活用方法は次々と見つかっており、LinkedInやTwitterがその披露の場となっている。グロースマーケティング戦略を提供するマーケティング・エグザミンド(Marketing Examined)の創業者アレックス・ガルシア氏がTwitterに投稿したマーケターのChatGPT活用術には、開封率アップのためのキャッチーな件名を作成してもらう、SEO向上のために特定のトピックに関連するキーワードを探してもらう、ブログ記事のメタディスクリプションを書いてもらう、などが示されている。ゴーストライターのマット・ミック氏がまとめたChatGPTの使い方リストには、「5歳児が相手であると想定せよ」というプロンプトで複雑なトピックの記事を要約した簡潔な説明文を書いてもらう、コンテンツのリサーチのための新しいアイデアを見つけてもらう、などが挙げられている。

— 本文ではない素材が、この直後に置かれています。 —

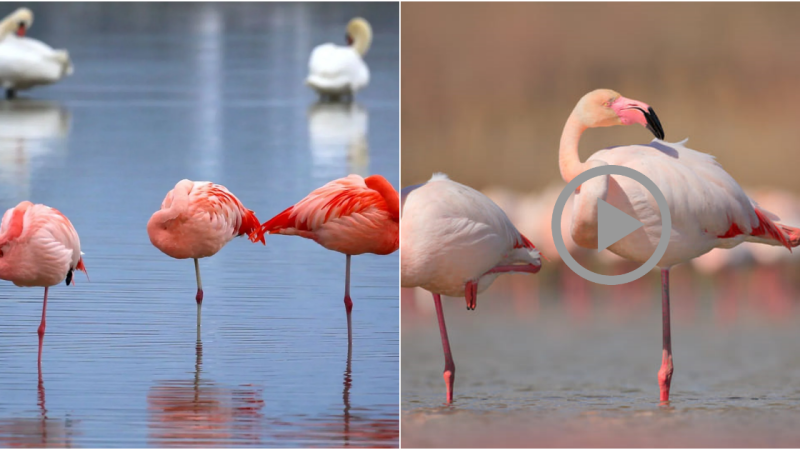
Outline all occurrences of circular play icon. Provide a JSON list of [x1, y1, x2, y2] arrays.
[[550, 165, 672, 286]]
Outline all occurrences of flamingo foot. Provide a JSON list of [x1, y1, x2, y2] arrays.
[[442, 366, 456, 404], [464, 281, 478, 311], [658, 355, 674, 402]]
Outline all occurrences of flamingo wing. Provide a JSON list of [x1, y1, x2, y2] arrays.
[[190, 181, 259, 236], [250, 175, 388, 243]]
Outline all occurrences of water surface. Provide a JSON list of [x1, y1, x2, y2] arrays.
[[402, 264, 800, 447], [0, 4, 399, 447]]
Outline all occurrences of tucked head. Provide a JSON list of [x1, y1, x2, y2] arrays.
[[575, 89, 664, 139], [364, 175, 400, 222], [345, 17, 372, 56]]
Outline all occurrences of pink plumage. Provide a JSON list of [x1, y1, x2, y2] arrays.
[[250, 175, 399, 255], [0, 201, 86, 344], [559, 89, 800, 401], [400, 174, 542, 403], [147, 180, 259, 326], [250, 175, 400, 342]]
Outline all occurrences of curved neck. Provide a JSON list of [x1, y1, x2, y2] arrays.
[[558, 111, 587, 183], [353, 30, 372, 57]]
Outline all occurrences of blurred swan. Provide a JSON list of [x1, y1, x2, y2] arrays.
[[306, 17, 372, 97], [308, 102, 369, 178], [0, 8, 72, 99], [0, 99, 71, 202]]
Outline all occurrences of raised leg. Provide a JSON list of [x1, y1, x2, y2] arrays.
[[464, 281, 478, 311], [194, 258, 203, 328], [433, 294, 456, 403], [344, 255, 353, 345], [658, 269, 673, 402]]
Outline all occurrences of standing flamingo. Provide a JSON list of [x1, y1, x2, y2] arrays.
[[0, 201, 88, 361], [147, 180, 259, 326], [400, 174, 542, 403], [250, 175, 400, 343], [559, 89, 800, 402]]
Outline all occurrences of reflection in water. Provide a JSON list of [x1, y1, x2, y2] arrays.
[[0, 99, 70, 203], [0, 362, 75, 448], [308, 102, 369, 179], [264, 342, 400, 448], [147, 339, 264, 447]]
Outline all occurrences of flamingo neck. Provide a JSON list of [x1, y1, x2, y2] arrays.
[[558, 111, 587, 183]]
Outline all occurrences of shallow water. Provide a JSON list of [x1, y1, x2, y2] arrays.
[[0, 4, 399, 447], [402, 265, 800, 447]]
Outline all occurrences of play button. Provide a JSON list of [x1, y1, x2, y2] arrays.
[[597, 198, 644, 252], [551, 165, 672, 285]]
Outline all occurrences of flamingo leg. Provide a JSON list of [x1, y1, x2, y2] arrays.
[[194, 258, 203, 328], [658, 269, 673, 402], [464, 281, 478, 311], [433, 294, 456, 403], [39, 287, 49, 338], [344, 255, 353, 345]]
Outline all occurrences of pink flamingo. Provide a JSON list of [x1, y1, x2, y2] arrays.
[[250, 175, 400, 342], [147, 180, 259, 326], [559, 89, 800, 401], [400, 174, 542, 403], [0, 201, 88, 362]]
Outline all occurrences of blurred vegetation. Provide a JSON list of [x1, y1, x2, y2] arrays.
[[401, 3, 800, 191]]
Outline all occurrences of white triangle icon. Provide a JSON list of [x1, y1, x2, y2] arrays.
[[597, 199, 644, 252]]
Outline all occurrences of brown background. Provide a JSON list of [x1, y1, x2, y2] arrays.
[[401, 3, 800, 192]]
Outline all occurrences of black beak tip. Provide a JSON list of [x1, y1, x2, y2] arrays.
[[644, 107, 664, 141]]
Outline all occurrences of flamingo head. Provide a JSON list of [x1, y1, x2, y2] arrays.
[[576, 89, 664, 139]]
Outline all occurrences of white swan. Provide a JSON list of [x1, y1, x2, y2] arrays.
[[0, 8, 72, 98], [308, 102, 369, 178], [306, 17, 372, 97]]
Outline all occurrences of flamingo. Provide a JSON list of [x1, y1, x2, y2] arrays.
[[0, 8, 72, 99], [306, 17, 372, 97], [400, 173, 542, 403], [147, 179, 259, 326], [250, 174, 400, 343], [0, 201, 88, 362], [559, 89, 800, 402]]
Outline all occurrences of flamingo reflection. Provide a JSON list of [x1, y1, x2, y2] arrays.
[[147, 339, 264, 447], [0, 360, 77, 448]]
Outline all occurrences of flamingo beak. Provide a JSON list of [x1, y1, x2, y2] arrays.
[[642, 107, 664, 141]]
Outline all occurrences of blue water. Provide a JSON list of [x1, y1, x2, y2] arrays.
[[0, 4, 399, 447]]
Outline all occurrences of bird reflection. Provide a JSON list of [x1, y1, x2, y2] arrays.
[[0, 361, 76, 448], [270, 343, 400, 448], [308, 102, 369, 179], [0, 99, 70, 202], [147, 339, 264, 447]]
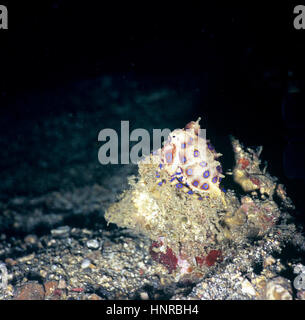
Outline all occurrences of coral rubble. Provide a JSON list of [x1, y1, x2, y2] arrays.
[[105, 119, 296, 280]]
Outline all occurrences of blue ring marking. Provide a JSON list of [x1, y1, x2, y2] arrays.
[[186, 169, 193, 176], [199, 161, 207, 167], [194, 150, 199, 157], [176, 167, 183, 174], [201, 183, 209, 190], [165, 153, 173, 162], [203, 170, 210, 178], [208, 143, 214, 150], [180, 157, 186, 163]]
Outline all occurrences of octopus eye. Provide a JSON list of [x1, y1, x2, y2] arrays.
[[203, 170, 210, 178], [192, 180, 199, 187], [208, 143, 214, 150]]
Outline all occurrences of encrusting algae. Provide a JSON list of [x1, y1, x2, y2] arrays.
[[105, 118, 280, 280]]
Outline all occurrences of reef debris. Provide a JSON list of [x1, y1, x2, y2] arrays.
[[105, 118, 296, 281]]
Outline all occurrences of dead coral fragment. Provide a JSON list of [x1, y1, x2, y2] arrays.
[[105, 121, 280, 281]]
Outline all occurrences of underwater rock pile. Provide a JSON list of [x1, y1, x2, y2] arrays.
[[105, 118, 291, 281]]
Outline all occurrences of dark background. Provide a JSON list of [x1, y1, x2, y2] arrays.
[[0, 0, 305, 228]]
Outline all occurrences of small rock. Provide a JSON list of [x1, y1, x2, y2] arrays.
[[51, 226, 70, 238], [264, 256, 276, 268], [266, 277, 292, 300], [24, 234, 38, 245], [81, 259, 91, 269], [18, 253, 35, 262], [87, 239, 100, 249], [13, 282, 44, 300], [241, 279, 256, 296]]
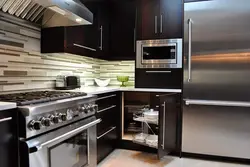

仕事での利用があまりにも広がったことから、ChatGPTが書いた文章であるかを検出できる、プリンストン大学の学生が開発したアプリも登場している。

だが、オープンAIが生み出したこの技術はもうすっかり定着したといえる。オープンAIに10億ドル(約1300億円)投じたマイクロソフト(Microsoft)は、同社の検索エンジン、ビング(Bing)にChatGPTを組み込もうと動いている

プロフェッショナルたちがChatGPTをどのように活用しているのか、ChatGPTに対してどのような希望や懸念を抱いているのかについて話を聞いて回ったところ、今はパニック状態を巻き起こしているかもしれないが、そのうちExcelと同じくらいありふれたツールになるだろうという意見が一部で見られた。

クラウドコミュニケーションプラットフォームのシンチ(Sinch)でAIおよびMLの開発ディレクターを務めるピーター・バトニアズ氏は「とてもうまく機能することに毎回驚かされている」と話す。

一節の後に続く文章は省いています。